Treffend gesymboliseerd in den opbloei der psychologische roman, waarin de literair-evenwichtige vormbouw ten offer valt aan de ontrafeling onzer zielsgeheimen, spreekt zij minder treffend, maar tragischer in den grond, want meer omsluierd en minder bedoeld, uit de vorm-ontkenning en vorm-ontaarding in de kunst van onzen tijd.
Ontbindingsverschijnselen, rationeel in oorsprong, verwerpelijk in bestendiging; voortreffelijk als middel, verderfelijk als doel. |
4e | Het is de réactie op de levenlooze vormtraditie eener voorgaande periode, welke allerwege vormverbrekend optreedt; welke het gestamel van het onbeheerschte gevoel stelt boven de virtuositeit der beheerschte overlevering; welke zich in haar ijver tot ontplooiing van innerlijke vitaliteit tot uiterlijke vormonmacht gedoemd ziet.
Alle éénzijdigheid evenwel is beperking: éénzijdige concentratie op innerlijkheid, evenzeer als éénzijdige concentratie op uiterlijkheid; schijn en wezen, vorm en inhoud, op hoogste plan zijn één.

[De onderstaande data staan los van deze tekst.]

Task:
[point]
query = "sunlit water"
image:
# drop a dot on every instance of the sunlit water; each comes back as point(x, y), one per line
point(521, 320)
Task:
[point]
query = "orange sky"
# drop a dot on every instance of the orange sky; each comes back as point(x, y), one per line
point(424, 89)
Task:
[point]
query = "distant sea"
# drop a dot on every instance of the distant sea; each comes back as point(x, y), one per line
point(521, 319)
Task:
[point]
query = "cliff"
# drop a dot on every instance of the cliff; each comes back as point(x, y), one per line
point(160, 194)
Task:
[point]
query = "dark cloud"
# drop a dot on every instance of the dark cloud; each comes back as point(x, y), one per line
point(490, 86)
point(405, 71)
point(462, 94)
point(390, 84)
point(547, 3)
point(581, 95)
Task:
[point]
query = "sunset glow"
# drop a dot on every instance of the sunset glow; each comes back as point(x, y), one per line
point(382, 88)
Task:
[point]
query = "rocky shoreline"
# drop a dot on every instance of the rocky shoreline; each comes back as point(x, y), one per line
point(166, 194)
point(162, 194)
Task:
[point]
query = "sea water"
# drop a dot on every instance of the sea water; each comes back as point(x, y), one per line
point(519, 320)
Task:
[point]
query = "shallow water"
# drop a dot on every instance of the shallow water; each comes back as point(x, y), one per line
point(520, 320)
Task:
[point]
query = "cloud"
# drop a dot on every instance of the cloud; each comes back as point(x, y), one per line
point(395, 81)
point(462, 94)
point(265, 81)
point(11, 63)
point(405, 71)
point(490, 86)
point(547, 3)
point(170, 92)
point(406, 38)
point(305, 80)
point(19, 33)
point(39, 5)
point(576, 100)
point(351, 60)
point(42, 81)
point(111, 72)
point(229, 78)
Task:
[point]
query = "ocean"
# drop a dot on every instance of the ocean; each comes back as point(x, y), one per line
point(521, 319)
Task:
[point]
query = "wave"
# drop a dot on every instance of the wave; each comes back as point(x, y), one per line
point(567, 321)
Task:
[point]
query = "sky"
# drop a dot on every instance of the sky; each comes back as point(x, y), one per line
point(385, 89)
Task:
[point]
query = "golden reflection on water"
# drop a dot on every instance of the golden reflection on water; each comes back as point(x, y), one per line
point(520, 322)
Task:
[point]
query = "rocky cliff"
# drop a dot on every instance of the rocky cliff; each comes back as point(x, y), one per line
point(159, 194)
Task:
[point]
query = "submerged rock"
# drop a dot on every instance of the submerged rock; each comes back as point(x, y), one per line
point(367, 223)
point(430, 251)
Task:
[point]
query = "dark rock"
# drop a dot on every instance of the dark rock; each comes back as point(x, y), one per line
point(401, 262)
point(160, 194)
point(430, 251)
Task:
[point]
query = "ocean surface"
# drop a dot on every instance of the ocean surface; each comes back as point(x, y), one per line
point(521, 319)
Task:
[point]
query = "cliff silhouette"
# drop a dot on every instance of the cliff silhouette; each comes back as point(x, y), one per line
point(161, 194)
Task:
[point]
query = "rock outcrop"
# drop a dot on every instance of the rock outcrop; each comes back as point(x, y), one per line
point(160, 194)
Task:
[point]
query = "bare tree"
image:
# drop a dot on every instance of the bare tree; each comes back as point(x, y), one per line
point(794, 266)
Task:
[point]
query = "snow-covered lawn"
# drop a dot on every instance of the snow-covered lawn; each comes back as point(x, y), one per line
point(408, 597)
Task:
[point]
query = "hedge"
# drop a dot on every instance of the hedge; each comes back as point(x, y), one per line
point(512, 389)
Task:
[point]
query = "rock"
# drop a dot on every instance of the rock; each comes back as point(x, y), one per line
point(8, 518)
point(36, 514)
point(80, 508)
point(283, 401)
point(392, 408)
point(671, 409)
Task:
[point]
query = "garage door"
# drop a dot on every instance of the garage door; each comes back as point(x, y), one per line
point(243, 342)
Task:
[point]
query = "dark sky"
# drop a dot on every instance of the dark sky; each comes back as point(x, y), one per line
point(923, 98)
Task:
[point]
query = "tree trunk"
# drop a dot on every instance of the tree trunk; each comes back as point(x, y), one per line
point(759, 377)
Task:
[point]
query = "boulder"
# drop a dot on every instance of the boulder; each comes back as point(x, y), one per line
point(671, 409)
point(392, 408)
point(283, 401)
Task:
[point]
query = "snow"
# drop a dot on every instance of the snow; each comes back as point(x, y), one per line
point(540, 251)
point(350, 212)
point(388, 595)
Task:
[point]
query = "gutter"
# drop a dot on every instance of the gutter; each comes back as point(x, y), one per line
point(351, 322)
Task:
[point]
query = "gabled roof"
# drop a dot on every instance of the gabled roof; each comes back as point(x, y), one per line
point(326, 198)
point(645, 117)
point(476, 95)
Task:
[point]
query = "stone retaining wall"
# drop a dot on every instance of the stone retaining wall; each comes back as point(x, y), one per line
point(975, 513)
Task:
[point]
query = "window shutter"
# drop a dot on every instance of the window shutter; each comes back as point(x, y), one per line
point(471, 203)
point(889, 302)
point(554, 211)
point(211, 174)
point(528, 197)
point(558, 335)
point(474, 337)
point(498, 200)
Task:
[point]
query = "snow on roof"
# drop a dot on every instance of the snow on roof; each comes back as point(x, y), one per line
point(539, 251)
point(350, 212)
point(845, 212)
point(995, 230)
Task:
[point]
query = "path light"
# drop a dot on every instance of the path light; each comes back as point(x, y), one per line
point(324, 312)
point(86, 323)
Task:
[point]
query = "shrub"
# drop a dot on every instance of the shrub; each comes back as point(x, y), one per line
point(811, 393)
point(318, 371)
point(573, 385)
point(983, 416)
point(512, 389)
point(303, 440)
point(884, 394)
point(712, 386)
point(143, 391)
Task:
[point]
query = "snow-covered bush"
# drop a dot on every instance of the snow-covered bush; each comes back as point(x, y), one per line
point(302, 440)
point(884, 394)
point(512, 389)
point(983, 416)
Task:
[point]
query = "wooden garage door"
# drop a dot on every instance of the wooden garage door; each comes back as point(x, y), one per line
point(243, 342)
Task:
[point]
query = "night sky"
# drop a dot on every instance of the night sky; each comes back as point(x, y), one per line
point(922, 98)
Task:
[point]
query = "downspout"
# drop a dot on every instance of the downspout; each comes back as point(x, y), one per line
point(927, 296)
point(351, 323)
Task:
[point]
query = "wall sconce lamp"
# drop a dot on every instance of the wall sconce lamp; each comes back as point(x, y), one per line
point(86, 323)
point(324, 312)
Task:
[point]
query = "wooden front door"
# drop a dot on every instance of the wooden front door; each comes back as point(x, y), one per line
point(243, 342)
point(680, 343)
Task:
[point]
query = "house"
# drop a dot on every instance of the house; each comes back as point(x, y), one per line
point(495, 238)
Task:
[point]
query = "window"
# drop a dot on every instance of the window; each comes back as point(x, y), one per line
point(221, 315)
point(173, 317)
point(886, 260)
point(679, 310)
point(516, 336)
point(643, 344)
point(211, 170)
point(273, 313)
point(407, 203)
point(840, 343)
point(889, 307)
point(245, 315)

Ontbrak aan de kunst der stijl-imitatie en stijl-verwerking de inhoud, aan de kunst van nu ontbreekt de vorm; was het Academisme onmachtig, traditioneele, den tijdgeest weersprekende uiterlijkheid, tot leven te bezielen, het Subjectivisme onzer dagen blijkt weinig minder onmachtig overschatte en overspannen innerlijkheid, tot vorm te verstrakken.
Na vorm-prostitutie, (gevoels-vergoding), stijgend in climax tot gevoels-exaltatie: expressionisme.
Expressionisme, uiterste mogelijkheid van gevoels-accumulatie en evacuatie, toppunt van expressiviteit; kunstopvatting, waarin alle gevoel, alle inhoud, té expres en de vorm géén is; waarin de spanning geen weerstand tot ontspanning vindt; waarin de dynamiek van binnen naar buiten van grooter waarde blijkt dan het weloverwogen evenwicht tusschen binnen en buiten; waarin ten slotte, alle bedoeling ten spijt, ter wille van een vermeend wezen de schijn, d.i. de vorm, volledig ontkend wordt.
Het Academisme in zijn passiviteit, het Expressionisme in in activiteit, ze zijn de uitersten, waarin zich de stijlloosheid dezer tijden manifesteert. In hun (betrekkelijke) waarde voor de ontwikkeling der kunst verschillend, zijn ze in hun (volstrekte) waarde ten opzichte der hoogere schoonheidsbeleving gelijk: gelijk, d.w.z. naar de mate hunner aesthetische éénzijdigheid.
Aesthetische éénzijdigheid ook der z.g. moderne kunst, welke, onbewust erkend, in vertwijfeling van onmacht, vooralsnog totalzijdigheid alleen op te heffen, bleek in het Dadaïsme-wanhoopskunst, waarin vorm en inhoud géén zijn, waarin zich de onderdrukte vorm- en stijlverlangens van onzen tijd slechts negatief te verwerkelijken wisten. |
5e. | Vorm- en stijlverlangens, ze zijn de fond, waarop zich de tragedie der kunst van onzen tijd afspeelt.
Meer vòòr-voelend, dan vòòrstellend, is er meer de prikkel tot verzet, dan de wil tot vorm, d.i. tot stijl.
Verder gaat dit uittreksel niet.